Speaking during a vertical tasting of Angelus in London put on by the Institute of Masters of Wine, de Boüard said: “I call my 2013 vintage my Côtes de Nuits as the wine is more like a Burgundy than a Bordeaux.
“The vintage was very special and unusual. The resulting wines are very elegant but in my 30 years at Angelus I’ve never made a wine like it before.
“I was determined to make a 2013 vintage, as it would have been a shame not to bottle anything. The key to success was in the grape selection.
“Angelus 2013 spent just 17 months in barrel as opposed to the usual 22. We bottled the wine in June for the first time in 20 years.”
de Boüard explained that a new style of Bordeaux was emerging, with winemakers striving to achieve less obvious, more approachable tannins.
“It’s not the size of the tannins but the quality of them that helps a wine age,” he said.
He also stressed the importance of the grand vin at Angelus, and a desire to make as much of it as possible each year.
“Around 80-85% of the grapes we harvest each year go into the grand vin. We go big on it at the estate. The only exception was 2013, when we only used around 50%.
“In order to keep the quality of the wine we had to drop the quantity,” he said.
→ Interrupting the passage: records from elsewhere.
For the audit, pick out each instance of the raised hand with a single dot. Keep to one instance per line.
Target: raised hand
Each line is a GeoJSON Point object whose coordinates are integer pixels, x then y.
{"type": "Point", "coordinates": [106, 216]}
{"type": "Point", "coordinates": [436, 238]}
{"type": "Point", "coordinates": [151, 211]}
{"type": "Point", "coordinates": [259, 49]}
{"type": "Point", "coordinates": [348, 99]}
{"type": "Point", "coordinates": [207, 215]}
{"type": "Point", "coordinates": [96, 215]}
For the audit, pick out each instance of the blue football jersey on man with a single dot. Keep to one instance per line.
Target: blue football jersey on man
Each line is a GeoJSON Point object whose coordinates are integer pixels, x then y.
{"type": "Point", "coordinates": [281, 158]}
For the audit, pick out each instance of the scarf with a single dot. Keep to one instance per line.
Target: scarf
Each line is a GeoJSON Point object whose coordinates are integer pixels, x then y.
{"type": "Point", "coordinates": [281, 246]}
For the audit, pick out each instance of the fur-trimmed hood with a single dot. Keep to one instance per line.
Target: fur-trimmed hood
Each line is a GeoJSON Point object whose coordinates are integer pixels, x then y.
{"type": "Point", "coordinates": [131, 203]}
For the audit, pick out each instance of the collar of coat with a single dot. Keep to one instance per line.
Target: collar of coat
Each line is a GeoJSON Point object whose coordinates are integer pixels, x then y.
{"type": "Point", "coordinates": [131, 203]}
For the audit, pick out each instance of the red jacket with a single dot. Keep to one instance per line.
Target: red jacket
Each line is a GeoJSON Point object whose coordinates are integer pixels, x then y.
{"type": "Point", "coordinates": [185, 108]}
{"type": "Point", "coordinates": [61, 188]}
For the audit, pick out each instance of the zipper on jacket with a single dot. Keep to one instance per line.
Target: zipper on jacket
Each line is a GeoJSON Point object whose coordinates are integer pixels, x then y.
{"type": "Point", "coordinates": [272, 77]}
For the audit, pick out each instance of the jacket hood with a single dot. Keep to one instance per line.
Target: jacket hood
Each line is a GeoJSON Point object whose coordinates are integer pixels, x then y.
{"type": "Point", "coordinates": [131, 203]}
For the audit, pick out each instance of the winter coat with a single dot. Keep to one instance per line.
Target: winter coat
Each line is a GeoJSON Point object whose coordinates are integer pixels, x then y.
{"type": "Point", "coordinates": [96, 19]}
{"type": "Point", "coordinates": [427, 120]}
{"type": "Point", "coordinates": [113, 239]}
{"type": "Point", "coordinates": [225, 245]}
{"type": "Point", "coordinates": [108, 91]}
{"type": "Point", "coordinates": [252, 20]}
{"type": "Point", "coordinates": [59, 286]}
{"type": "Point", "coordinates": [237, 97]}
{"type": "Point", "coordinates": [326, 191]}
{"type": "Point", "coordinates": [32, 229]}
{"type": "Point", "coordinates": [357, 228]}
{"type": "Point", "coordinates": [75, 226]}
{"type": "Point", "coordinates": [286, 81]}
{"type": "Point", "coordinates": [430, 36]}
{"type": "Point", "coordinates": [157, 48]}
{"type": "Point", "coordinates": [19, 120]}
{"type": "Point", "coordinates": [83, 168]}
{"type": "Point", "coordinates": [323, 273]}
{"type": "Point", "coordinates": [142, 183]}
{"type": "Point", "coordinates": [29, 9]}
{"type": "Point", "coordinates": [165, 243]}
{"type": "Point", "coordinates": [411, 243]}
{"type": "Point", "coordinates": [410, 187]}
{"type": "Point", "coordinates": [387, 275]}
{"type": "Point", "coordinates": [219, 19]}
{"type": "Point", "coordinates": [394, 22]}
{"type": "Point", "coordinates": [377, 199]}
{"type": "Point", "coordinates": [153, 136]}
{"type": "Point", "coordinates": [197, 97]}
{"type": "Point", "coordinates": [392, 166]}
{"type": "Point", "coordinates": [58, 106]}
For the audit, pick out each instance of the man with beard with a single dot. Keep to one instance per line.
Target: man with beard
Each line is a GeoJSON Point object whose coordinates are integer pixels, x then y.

During the tasting, de Boüard spoke of his love of Cabernet Franc, and how the grape had become something of a signature for Angelus.
“Cabernet Franc is the most difficult grape variety to grow in Bordeaux and the vines need to be at least 25 years old to show any character,” he said.
“It’s sensitive to rain and mildew and is a very finicky variety to grow but when made well the wines taste like cashmere in your mouth and give a freshness and a spiciness to the blend,” he added.